Comédie d'après Georges Perec,mise en scène de Marie Martin-Guyonnet, avec Jehanne Carillon, Jean-Marc Lallement et Olivier Salon.
"L'augmentation" traite de l'histoire d'un modeste employé, travaillant dans une grande société, et souhaitant obtenir une augmentation de salaire. Comment s'y prendre? Existe-il un moyen, une méthode qui permettrait de mettre le maximum de chances de son côté, afin d'obtenir la dite augmentation?
En appliquant à une situation de la vie de l'entreprise assez commune (quel employé n'a pas déjà souhaité ou même demandé une augmentation à son patron) une méthode de séquencement logique normalement utilisée pour les algorithmes de programmation, Georges Perec, ex-documentaliste dans un laboratoire qui dépend du CNRS, évoque, avec beaucoup d'humour et une certaine loufoquerie, le monde du travail, ses travers, et sa tendance à broyer les différences et les initiatives.
Car reste-t-il une place à l'individu dans un milieu où la performance est de rigueur et où l'anticipation et la prévision de toutes les possibilités problématiques ou non est l'exigence? Peut-on s'épanouir, s'affranchir du malaise et de l'usure qui guète l'employé que nous sommes, garder sa dignité, son indépendance d'esprit ?
Six personnages incarnent les différentes étapes de la procédure mise en place par Perec. La proposition (vous avez décidé de demander une augmentation à votre chef de service.

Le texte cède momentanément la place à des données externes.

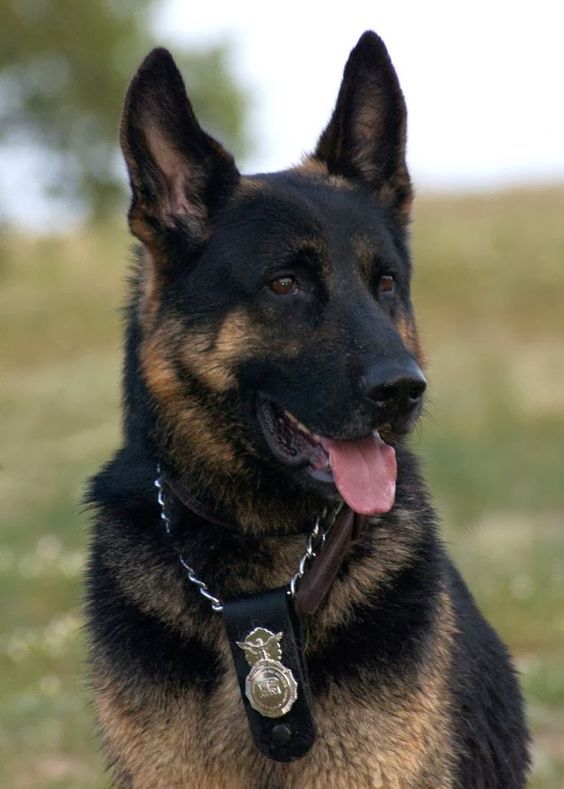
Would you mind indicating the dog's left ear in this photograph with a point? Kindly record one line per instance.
(366, 136)
(178, 174)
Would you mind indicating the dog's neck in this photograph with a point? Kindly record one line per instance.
(259, 509)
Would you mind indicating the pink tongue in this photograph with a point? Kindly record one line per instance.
(364, 473)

Vous vous rendez-donc devant son bureau) est suivi de l'alternative (ou bien il est là, ou bien il n'est pas là) et des deux hypothèses, l'une positive, l'autre négative, examinées successivement (il est bien là, il n'est pas là). S'en suit alors un choix (suit-on l'hypothèse positive ou négative) duquel découle une conclusion (s'il est là vous frappez, s'il n'est pas là vous allez voir Mme Yolande).
La conclusion devient alors proposition (supposons que votre chef de service est là et que donc, vous frappiez, vous demande-t-il d'entrer?) et le processus recommence, inexorablement, rendant le but de la démarche de plus en plus inaccessible, tant les possibilités pour y arriver son nombreuses.
Marie Martin-Guyonnet (grande amatrice de défi puisqu'elle joue également dans ce même théâtre "Un cœur simple" de Gustave Flaubert) s'attèle à la mise en scène de l'œuvre de Perec, mise en scène d'autant plus difficile que le propos est riche et abondant. La recherche formelle, l'originalité, la loufoquerie, l'ironie mordante de l'auteur sont cependant rendu avec beaucoup de brio.
Trois comédiens (Jean-Marc Lallement, Jehanne Carillon et Olivier Salon) incarnent les six personnages et les différents "caractères" qui composent l'entreprise: l'employé, la secrétaire, le sous-chef, le chef, et l'Autre. Leur remarquable prestation est à la hauteur de cette adaptation menée tambour battant.
Rythmes endiablés, jeu chorégraphié (par Sophie Quénon), chants originaux (composés par Eléonore Bovon) et univers stylisé (œuvre de Véronique Belmont-Kadogami) qui fait un beau clin d'œil aux années soixante-dix, sont la signature cette adaptation pleine d'humour et de vitalité.
La succession des propositions, alternative, hypothèses, choix et conclusion, nous emporte avec jubilation à la conquête de l'Everest que devient l'obtention de cette augmentation, dans une surenchère de mots, de possibilités, et de situations.